DR. CIFU: How big are the bottles of vodka? How often do you have to go to the liquor store? All sorts of ways to maybe getting around people's hesitancy which I thought were really excellent questions.
DR. STERN: You know, another pearl, we can put this in the pearls later but I'm going to say now is if people act very uncomfortable when you ask them about alcohol, you should notice that because it's not illegal, it's not a crime, most people don't think of it as a socially illicit substance. And if people don't like it, it's telling you something.
DR. CIFU: And maybe if you think about the old CAGE questions. Right?
DR. STERN: Right.
DR. CIFU: Have you cut back?
DR. CIFU: Do you get annoyed when people ask about drinking? Do you ever feel guilty about your drinking? You know, maybe that gets into that. [PE] is obviously eye-opener. I always think eye-opener must be the most specific.

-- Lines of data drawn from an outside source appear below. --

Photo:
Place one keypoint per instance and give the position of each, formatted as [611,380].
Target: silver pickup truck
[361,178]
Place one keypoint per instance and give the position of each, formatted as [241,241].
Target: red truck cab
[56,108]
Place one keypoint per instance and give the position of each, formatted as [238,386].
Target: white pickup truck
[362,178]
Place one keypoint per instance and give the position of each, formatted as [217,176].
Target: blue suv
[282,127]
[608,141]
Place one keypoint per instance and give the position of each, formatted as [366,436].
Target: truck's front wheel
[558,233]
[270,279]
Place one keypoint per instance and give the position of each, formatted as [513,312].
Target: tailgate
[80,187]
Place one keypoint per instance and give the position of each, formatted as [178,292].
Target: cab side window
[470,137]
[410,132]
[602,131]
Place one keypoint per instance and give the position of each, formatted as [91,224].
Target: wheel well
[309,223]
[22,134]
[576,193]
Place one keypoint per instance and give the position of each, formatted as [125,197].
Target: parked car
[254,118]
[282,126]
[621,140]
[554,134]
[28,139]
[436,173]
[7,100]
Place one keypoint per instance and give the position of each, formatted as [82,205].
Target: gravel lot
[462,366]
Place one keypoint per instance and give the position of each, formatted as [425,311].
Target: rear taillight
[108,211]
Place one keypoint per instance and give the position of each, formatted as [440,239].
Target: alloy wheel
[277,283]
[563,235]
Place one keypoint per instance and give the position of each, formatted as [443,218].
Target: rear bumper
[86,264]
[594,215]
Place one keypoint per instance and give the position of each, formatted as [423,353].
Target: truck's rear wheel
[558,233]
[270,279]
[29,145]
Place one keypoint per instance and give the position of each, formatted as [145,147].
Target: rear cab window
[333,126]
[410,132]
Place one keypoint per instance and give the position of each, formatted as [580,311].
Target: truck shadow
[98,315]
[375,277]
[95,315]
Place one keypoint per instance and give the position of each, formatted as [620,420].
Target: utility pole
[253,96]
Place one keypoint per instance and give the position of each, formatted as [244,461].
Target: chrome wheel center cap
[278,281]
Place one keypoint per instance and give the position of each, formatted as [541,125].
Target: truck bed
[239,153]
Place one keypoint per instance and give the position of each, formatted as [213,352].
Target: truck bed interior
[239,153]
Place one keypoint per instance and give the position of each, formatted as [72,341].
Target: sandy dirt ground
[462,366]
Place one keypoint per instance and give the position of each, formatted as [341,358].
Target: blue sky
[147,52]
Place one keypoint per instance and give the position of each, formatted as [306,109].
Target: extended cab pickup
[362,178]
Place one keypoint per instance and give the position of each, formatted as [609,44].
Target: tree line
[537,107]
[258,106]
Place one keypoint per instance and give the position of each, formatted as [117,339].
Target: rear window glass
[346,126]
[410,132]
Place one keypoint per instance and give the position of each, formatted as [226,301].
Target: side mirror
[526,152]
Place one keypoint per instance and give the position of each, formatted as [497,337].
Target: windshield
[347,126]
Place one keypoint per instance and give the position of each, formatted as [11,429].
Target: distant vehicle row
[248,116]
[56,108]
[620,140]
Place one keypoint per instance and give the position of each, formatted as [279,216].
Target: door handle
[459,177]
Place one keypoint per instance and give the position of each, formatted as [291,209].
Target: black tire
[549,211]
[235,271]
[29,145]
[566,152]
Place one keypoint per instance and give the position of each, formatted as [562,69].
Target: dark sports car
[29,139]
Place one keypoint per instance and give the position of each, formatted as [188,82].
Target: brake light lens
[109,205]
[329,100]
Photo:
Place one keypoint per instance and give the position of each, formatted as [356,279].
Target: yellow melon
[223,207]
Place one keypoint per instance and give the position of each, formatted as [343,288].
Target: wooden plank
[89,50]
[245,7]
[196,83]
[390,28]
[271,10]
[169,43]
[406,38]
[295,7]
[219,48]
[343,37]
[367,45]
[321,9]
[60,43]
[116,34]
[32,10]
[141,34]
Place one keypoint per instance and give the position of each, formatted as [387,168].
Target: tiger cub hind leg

DR. STERN: [chuckles] That it has to be. Yeah, I try to avoid those. Okay, so let's go on then to-- we'll come at the end to what happened to him?
DR. CIFU: [chuckles] No, we treated him.
DR. STERN: It's life-threatening, as you know.
DR. CIFU: It is life threatening, so he was started-- We used the CIWA scale, we assessed the degree of his withdrawal. He did need low dose benzodiazepines, his CIWA scale was high when we first checked. We also gave him a little bit of a beta blocker. We were worried about the guy, old, tachycardic, hypertensive. And actually the withdrawal turned out to be mild. He was, I would say, somnolent but arousable for about 48 hours, as we got him to the right place on the benzos and then slowly withdrew them.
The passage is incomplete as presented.